RAPIDS Release 0.18

Tons of New Features and Updates. Let’s Dig in.

Alex Ravenel
RAPIDS AI
4 min readMar 2, 2021

--

In the latest 0.18 release of RAPIDS, the team continues with the mission of delivering better, faster, more refined tools. Here’s what we shipped in the latest release.

RAPIDS Core Libraries Updates

RAPIDS Data Frames: cuDF

cuDF has added broader support for fixed-point decimal types in C++ with initial support in Python. Nested types support continues to improve and additional groupby and rolling window aggregations have been added. cuDF has also added various documentation improvements surrounding groupby, missing data, and I/O.

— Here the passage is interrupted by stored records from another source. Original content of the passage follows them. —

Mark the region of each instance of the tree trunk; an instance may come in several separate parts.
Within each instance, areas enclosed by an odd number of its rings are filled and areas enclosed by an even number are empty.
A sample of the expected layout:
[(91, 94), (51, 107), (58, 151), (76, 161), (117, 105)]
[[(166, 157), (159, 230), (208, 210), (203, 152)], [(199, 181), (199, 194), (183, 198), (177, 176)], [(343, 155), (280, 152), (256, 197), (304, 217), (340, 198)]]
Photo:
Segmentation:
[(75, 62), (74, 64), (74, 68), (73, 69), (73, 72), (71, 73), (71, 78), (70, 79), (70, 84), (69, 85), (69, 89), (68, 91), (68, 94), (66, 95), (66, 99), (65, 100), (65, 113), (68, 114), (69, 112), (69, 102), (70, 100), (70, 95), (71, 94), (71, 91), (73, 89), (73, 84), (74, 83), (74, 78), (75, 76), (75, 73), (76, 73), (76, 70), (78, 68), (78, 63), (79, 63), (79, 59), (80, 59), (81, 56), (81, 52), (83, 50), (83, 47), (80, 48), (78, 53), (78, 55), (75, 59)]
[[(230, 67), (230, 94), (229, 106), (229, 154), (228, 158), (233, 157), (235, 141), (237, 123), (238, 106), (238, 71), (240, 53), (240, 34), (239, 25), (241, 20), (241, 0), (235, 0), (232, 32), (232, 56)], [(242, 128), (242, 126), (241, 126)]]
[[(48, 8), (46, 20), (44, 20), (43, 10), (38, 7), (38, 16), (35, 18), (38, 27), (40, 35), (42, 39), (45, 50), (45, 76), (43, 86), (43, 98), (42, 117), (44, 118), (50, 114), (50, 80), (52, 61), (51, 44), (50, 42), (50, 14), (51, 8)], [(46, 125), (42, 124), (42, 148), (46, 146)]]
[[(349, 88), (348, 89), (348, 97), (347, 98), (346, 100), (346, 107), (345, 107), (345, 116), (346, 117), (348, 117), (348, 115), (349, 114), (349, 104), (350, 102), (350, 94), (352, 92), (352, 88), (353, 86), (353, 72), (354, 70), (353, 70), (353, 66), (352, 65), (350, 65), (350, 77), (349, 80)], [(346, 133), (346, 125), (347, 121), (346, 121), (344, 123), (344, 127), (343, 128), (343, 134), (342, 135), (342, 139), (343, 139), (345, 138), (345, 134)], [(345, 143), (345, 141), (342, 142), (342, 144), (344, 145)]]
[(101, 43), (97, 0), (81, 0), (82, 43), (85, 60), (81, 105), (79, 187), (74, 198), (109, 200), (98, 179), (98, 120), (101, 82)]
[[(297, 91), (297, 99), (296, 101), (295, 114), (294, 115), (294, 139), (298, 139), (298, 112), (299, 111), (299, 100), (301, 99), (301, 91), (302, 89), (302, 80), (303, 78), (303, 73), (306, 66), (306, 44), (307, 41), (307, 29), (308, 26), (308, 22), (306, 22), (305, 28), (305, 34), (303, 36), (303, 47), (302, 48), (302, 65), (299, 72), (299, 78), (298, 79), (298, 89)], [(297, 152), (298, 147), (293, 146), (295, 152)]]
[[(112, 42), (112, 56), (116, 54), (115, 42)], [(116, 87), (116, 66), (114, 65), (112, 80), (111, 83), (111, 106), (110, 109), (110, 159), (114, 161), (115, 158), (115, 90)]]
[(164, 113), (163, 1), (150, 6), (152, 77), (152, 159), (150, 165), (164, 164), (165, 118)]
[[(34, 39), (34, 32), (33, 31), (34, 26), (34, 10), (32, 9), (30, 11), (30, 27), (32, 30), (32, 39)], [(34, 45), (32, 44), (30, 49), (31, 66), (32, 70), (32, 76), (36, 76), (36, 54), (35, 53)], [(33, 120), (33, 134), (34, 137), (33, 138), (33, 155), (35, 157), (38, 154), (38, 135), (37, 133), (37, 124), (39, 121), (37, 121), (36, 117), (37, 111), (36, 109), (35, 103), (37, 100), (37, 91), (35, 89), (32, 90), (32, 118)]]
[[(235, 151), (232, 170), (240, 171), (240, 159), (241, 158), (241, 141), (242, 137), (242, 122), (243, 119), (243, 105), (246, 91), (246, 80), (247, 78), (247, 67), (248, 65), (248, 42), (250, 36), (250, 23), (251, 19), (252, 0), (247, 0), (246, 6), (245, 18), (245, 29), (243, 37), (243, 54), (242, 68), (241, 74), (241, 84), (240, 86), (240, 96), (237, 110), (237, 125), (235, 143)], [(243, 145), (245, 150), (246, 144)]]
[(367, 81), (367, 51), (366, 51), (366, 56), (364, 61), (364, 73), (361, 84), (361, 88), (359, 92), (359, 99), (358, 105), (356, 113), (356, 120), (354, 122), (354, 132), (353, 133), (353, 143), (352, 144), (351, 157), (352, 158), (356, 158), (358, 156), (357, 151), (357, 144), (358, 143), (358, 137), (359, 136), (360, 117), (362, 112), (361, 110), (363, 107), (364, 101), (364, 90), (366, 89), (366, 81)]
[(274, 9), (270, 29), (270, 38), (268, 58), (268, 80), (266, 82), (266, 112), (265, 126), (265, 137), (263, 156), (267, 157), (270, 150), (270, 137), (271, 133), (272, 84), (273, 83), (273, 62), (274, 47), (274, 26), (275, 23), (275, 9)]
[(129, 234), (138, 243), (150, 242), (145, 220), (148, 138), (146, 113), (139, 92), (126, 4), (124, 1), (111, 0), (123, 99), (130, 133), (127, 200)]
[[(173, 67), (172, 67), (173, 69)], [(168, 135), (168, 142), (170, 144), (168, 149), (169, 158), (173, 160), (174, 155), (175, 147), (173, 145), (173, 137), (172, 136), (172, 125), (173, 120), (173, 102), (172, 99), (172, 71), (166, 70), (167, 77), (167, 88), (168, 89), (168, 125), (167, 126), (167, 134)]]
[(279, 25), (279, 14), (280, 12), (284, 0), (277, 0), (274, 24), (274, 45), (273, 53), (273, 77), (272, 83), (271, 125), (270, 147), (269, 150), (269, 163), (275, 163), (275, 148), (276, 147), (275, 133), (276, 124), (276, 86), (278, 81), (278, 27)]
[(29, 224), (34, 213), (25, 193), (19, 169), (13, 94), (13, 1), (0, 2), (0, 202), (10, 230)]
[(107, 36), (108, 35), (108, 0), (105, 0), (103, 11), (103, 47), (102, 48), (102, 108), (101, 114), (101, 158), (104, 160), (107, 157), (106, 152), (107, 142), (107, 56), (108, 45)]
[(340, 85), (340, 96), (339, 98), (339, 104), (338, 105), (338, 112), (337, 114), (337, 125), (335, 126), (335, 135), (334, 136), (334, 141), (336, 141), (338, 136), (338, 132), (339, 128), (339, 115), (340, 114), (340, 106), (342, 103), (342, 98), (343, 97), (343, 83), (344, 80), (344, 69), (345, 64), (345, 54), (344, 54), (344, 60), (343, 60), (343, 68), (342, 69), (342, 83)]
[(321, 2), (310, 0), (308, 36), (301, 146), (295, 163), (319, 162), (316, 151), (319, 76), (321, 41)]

RAPIDS Machine Learning: cuML and XGBoost

cuML continues to emphasize three key themes: model explainability, performance, and support for flexible data types.

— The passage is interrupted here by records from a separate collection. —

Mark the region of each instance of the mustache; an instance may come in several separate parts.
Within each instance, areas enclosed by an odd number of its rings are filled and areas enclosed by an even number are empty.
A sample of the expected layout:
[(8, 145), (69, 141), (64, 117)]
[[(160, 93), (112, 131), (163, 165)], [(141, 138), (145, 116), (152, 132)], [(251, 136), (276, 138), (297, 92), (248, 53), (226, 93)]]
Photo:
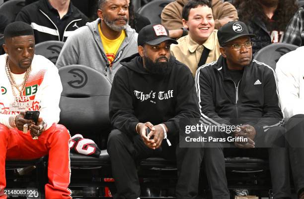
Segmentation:
[(161, 56), (160, 57), (157, 58), (157, 59), (156, 60), (156, 61), (158, 61), (159, 60), (159, 59), (165, 59), (167, 61), (168, 61), (169, 60), (168, 59), (168, 58), (165, 57), (165, 56)]
[(23, 62), (23, 61), (32, 61), (32, 59), (22, 59), (21, 61), (21, 62)]
[(127, 18), (126, 17), (122, 17), (122, 18), (119, 18), (117, 19), (115, 19), (115, 21), (119, 21), (120, 20), (123, 20), (126, 21), (126, 22), (128, 21), (128, 19), (127, 19)]

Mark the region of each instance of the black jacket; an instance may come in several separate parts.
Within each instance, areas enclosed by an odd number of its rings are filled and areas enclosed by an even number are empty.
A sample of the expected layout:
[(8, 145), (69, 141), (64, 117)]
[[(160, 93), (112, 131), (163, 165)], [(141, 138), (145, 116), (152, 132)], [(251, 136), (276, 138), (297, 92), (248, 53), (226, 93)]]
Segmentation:
[(271, 126), (281, 126), (280, 107), (275, 72), (253, 59), (245, 66), (242, 79), (234, 83), (227, 72), (226, 59), (201, 66), (196, 84), (201, 114), (207, 124), (249, 124), (257, 136)]
[(88, 21), (87, 17), (70, 2), (72, 13), (67, 19), (63, 38), (60, 38), (58, 28), (49, 16), (50, 11), (46, 0), (39, 0), (25, 6), (15, 20), (31, 25), (34, 29), (36, 44), (50, 40), (65, 42), (74, 31)]
[(114, 128), (133, 136), (139, 122), (162, 123), (170, 138), (178, 134), (180, 119), (200, 117), (193, 77), (187, 66), (173, 58), (170, 74), (162, 76), (148, 72), (138, 53), (121, 61), (109, 100)]

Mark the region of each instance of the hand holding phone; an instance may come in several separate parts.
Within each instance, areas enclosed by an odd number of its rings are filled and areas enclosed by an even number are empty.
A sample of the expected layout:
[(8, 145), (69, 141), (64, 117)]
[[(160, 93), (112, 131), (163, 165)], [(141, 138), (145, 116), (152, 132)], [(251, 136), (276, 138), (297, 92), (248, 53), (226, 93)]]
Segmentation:
[(35, 122), (35, 125), (37, 125), (39, 114), (40, 112), (38, 110), (26, 111), (25, 112), (25, 115), (24, 115), (24, 119), (32, 120), (33, 122)]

https://en.wikipedia.org/wiki/Shapley_value

The experimental implementation of the SHAP explainability algorithm has improved performance and robustness — stay tuned for a deep dive blog into this topic. DBSCAN can now take advantage of multiple GPUs or nodes, allowing improved performance for this compute-intensive algorithm. Conversion of Random Forest models to the high-performance inference format of FIL is now much faster. tSNE can now take advantage of sparse input data, and Incremental PCA has graduated from “experimental” to production-grade, allowing users to perform dimensionality reduction on very large, batched datasets. Finally, the nearest neighbors algorithm has been extended to support approximate nearest neighbors methods for queries of very large datasets.

XGBoost has been updated to version 1.3.3, bringing a number of bug fixes in addition to key features from the 1.3.x series, such as updates to the Dask API and GPU-accelerated model explainability via GPUTreeSHAP (see the full blog here).

RAPIDS Graph Analytics: cuGRAPH

cuGraph has added two new algorithms: Traveling Salesman (TSP) and Egonet extraction. The team has also rolled out a new version of Multi-GPU PageRank based on cuGraph primitives using 2D data partitioning. This new version scales to extremely large graphs. BFS has been enhanced to have a depth limit. The latest release also improves graph primitives and continues to just make cuGraph better.

https://en.wikipedia.org/wiki/Travelling_salesman_problem

RAPIDS Signal Processing: cuSignal

cuSignal is entering the realm of phased array systems applicable to developers using multiple sensors for their signal processing workloads. Support was added for both pulse compression and pulse doppler processing with plans to continue growing our support in this space.

RAPIDS cuXfilter and Visualization

cuXfilter has new fully customizable responsive layouts, new themes, and new panel widgets. Find usage details in our API docs, and keep an eye out for our upcoming end-to-end tutorial video.

New RAPIDS cuXfilter responsive layouts

RAPIDS Memory Manager (RMM)

RMM has added a new C++ cuda_async_memory_resource built on cudaMallocAsync, a new C++ stream pool, a Python stream wrapper class, and Thrust interop improvements.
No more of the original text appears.